Building Paveway: Beta-Ready in Record Time - How AI Agents Accelerated Everything

I planned 90 days. Turns out AI agents had different ideas.

Three weeks ago, I wrote about building Paveway from zero to feature-complete in 8 days. That felt impossibly fast at the time. Now? It’s beta-ready, and the product barely resembles what I started with. Simple daily logging became a 5-dimension career scoring system. I added Slack integration, an AI-powered mentor feature, and a complete organization management layer for engineering managers.

None of this is about cutting corners. It’s about what happens when AI tooling becomes an actual development partner instead of just autocomplete on steroids.
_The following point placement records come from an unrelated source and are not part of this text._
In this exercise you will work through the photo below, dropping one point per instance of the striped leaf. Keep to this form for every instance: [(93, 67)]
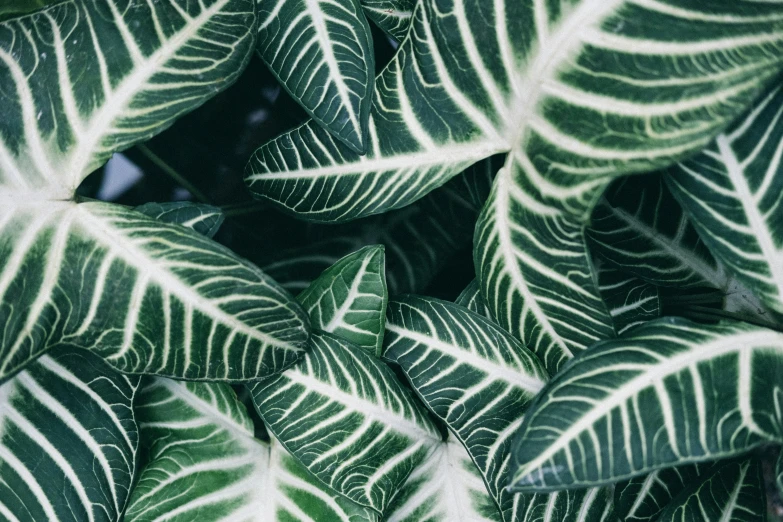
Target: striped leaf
[(471, 374), (643, 498), (322, 53), (147, 296), (630, 300), (68, 440), (734, 491), (140, 66), (349, 299), (204, 219), (640, 228), (734, 193), (393, 16), (671, 392), (447, 487), (204, 464), (344, 415)]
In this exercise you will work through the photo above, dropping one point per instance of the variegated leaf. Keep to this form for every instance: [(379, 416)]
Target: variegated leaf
[(472, 375), (630, 300), (671, 392), (447, 487), (204, 219), (349, 299), (734, 193), (393, 16), (643, 498), (147, 296), (68, 440), (344, 415), (322, 53), (733, 491), (204, 464)]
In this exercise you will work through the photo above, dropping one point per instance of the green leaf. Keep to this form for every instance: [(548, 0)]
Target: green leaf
[(204, 464), (734, 191), (640, 228), (393, 16), (344, 415), (734, 491), (204, 219), (147, 296), (68, 440), (139, 67), (322, 53), (447, 487), (643, 498), (349, 299), (630, 300), (671, 392), (471, 374), (471, 299)]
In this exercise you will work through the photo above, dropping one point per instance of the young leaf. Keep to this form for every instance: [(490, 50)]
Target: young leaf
[(734, 491), (630, 300), (344, 415), (643, 498), (393, 16), (68, 440), (147, 296), (204, 464), (734, 194), (349, 299), (470, 373), (322, 53), (671, 392), (640, 228), (204, 219), (447, 487), (140, 66)]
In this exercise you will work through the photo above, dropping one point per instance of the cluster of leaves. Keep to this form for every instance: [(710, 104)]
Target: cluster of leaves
[(619, 355)]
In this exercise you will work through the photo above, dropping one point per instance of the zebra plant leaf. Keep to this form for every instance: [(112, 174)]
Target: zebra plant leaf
[(344, 415), (150, 297), (68, 440), (734, 491), (630, 300), (322, 53), (671, 392), (640, 228), (349, 299), (204, 219), (204, 464), (393, 16), (471, 374), (447, 487), (643, 498), (734, 193)]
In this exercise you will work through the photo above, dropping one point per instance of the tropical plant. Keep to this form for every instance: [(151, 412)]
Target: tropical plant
[(609, 347)]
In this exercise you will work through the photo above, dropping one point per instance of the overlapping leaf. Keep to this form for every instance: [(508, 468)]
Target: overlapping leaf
[(447, 487), (322, 53), (393, 16), (68, 440), (630, 300), (733, 491), (204, 464), (349, 299), (204, 219), (147, 296), (671, 392), (734, 193), (643, 499), (343, 414), (471, 374)]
The Unexpected Acceleration

Back on October 12th, I sketched out what felt like a reasonable timeline: four weeks for foundation work, another four for the sophisticated features, final four for polish. Standard waterfall thinking, honestly. By week 2, I was running ahead. By week 3, the whole timeline looked ridiculous.

Here’s the thing though - the speed wasn’t really about typing faster. It was about making decisions with more confidence. Refactoring entire systems in an afternoon instead of spending a week planning it out. Deleting deprecated code without that nagging fear that you’ll need it later, because you know you can rebuild better versions quickly if needed.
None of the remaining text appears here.